After missing 16 games with a fracture in his right hand, Martin Prado returned to the Braves’ lineup Tuesday night and led the team with three hits, three runs scored, a double and two RBI.
“Don’t you just want to punch him right in the stomach?” cracked teammate Matt Diaz.
Here’s another thought: How about just handing him an MVP trophy?
There’s little question that Prado is the Braves’ most valuable player. When he returned from the disabled list with a fracture in his right pinkie and led the Braves in their 10-2 victory over the Washington Nationals, he started at third base (vacated by the injured Chipper Jones) and batted third (also Jones’ spot). The significance was kind of obvious.

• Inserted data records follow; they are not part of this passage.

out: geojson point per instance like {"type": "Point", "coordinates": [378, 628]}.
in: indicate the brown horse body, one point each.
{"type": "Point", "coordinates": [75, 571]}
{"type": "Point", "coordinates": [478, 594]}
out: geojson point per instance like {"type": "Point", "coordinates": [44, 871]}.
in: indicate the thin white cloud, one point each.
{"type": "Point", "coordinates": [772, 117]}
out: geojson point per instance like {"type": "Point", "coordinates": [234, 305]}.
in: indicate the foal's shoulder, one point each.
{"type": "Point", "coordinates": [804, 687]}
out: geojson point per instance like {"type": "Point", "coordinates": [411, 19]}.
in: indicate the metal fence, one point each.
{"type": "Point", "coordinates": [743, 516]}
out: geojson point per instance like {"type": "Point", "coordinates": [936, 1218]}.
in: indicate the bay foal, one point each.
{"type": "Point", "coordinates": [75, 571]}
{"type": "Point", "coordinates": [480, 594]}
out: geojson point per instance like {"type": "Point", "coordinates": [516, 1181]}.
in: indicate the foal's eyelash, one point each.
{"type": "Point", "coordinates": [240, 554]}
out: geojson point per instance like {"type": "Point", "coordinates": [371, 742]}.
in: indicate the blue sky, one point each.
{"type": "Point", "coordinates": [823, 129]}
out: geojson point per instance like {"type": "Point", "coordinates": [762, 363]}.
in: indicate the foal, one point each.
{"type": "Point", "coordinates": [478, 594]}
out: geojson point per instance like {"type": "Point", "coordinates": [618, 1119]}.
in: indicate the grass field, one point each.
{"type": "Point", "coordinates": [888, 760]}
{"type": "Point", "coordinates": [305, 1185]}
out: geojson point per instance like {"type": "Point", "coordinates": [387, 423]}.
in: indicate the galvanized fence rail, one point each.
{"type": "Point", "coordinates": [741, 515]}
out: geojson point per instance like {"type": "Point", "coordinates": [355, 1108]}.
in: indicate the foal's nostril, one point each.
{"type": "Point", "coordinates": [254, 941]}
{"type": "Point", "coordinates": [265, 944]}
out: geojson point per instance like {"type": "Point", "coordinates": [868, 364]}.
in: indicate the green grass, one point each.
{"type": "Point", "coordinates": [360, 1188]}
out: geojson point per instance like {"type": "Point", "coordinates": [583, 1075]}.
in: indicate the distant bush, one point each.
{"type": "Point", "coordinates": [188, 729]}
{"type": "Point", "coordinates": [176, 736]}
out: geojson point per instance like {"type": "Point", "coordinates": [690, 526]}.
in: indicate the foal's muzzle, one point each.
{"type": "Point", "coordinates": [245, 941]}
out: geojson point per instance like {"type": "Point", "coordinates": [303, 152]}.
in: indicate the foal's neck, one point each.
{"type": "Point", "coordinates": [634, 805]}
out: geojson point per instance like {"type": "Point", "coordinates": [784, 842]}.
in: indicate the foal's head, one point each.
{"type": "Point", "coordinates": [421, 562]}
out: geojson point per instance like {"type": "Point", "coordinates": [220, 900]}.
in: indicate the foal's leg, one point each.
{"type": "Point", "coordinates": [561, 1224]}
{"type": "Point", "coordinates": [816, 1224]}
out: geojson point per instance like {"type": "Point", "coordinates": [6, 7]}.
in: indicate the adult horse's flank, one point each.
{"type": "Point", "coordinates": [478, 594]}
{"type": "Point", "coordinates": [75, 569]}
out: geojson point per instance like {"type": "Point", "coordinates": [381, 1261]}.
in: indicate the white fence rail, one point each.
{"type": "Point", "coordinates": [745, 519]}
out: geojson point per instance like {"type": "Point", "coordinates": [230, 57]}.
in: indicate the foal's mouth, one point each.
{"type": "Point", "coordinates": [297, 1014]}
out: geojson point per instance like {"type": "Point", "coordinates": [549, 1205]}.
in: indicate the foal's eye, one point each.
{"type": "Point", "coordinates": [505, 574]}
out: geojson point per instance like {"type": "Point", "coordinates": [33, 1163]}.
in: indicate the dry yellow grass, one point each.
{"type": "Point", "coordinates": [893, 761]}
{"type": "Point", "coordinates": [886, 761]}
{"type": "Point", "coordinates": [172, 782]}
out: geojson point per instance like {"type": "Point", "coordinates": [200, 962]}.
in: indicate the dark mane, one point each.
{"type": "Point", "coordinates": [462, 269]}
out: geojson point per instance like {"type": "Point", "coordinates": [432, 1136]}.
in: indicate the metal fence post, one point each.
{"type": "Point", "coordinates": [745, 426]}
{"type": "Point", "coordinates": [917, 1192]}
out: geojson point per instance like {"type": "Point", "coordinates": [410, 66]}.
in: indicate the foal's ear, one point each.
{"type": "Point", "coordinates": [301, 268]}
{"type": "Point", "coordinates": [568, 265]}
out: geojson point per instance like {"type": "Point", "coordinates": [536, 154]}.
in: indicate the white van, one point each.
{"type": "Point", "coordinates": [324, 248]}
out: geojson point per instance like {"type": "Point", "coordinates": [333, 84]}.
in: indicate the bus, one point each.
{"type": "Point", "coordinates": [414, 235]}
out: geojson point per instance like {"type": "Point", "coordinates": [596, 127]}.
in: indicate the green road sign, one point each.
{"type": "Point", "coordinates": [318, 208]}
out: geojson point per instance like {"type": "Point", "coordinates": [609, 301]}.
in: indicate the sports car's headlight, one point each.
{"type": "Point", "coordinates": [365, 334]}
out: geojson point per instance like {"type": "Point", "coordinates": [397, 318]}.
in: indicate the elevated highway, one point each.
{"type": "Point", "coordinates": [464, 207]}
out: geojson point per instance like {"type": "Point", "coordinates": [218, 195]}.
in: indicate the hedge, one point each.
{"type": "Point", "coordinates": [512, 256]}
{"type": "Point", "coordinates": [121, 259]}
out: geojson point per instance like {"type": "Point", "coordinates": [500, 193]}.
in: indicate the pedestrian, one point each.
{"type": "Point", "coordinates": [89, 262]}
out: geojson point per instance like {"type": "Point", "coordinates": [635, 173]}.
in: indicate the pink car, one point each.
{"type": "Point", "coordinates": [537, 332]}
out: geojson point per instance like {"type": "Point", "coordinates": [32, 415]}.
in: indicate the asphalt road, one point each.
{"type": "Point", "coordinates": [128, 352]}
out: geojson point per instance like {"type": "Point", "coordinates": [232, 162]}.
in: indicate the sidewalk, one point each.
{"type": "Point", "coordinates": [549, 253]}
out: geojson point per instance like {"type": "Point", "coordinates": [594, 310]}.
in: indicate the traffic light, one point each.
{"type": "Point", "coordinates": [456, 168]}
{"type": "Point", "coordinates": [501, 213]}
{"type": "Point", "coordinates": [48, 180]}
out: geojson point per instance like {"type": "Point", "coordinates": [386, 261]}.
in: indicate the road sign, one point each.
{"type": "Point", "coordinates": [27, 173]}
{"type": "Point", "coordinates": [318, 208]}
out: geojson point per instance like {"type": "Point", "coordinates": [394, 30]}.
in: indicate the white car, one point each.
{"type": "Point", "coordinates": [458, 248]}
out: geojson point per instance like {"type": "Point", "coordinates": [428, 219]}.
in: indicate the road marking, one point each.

If this guy doesn’t get consideration for National League Most Valuable Player honors, something is wrong. Should Prado continue to hit at his normal pace, he’ll still have good chance to lead the National League in hits and win the batting title, despite missing 16 games. If he continues to bat third, he’ll certainly have a chance to significantly add to his RBI total (though he won’t likely crack the top 10).
Unfortunately, MVP voters seldom factor defense and versatility into the voting. But no player is more valuable to his team than Prado is to the Braves. The favorites for the award are probably are St. Louis’s Albert Pujols (.315, 30 homers, 86 RBI) and Cincinnati’s Joey Votto (.322, 28, 79). Prado is at .318, 13 homers and 45 RBIs.
“For me, you should throw a guy like into the MVP voting because of his defense and his hitting, and I know what he means to us,” manager Bobby Cox said. “But they’re looking for a guy with 45 homers and 140 RBIs and [hitting] .320. But I know he’s our MVP.”
Told of Cox’s comments, Prado said, “That’s not something I think about. I’m just happy we won and I could get a few hits.”
His hand still hurts. Prado jammed his finger in his final at-bat and he expects it to be sore “for a couple of weeks.” He was worn out after the game but you wouldn’t know it by the numbers. After a ground out and a fly out in his first two at-bats, he strung together three straight hits: an RBI double in the sixth, a run-scoring single in the seventh and another single in the eighth, scoring all three times.
“I’m tired,” he said. “My body is falling apart. I felt like I could keep myself in shape. I was running, taking ground balls. I knew I would be out two weeks so I was trying to do something. But a game is different. A couple of games and hopefully I’ll get used to it.”
Yeah. Like he’s a slacker now.
Here are a few more post-game comments on Prado.
♦ Diaz: “He said, ‘Don’t expect me to look like Chipper.’ We don’t. He’s much better looking than Chipper. Seriously, I don’t think anybody expected anything less from him. He goes on a rehab assignment [in Gwinnett] and gets a hit his first time out. He raises the bar so high.”
♦ Batting coach Terry Pendleton: “The guy can just flat out hit. Even when he was out, he did whatever he could do with one hand just to keep active.”
♦ Catcher Brian McCann: “He’s got one of the best swings you’ll ever come across. His bat stays in the zone for so long that he can handle so many different pitches. He could wake up Christmas morning and get two hits.”
Should he be given MVP consideration?
“Absolutely,” McCann said. “We’re not where we are without him. He’s definitely been our MVP.”
So what are your thoughts? Is Prado an MVP candidate?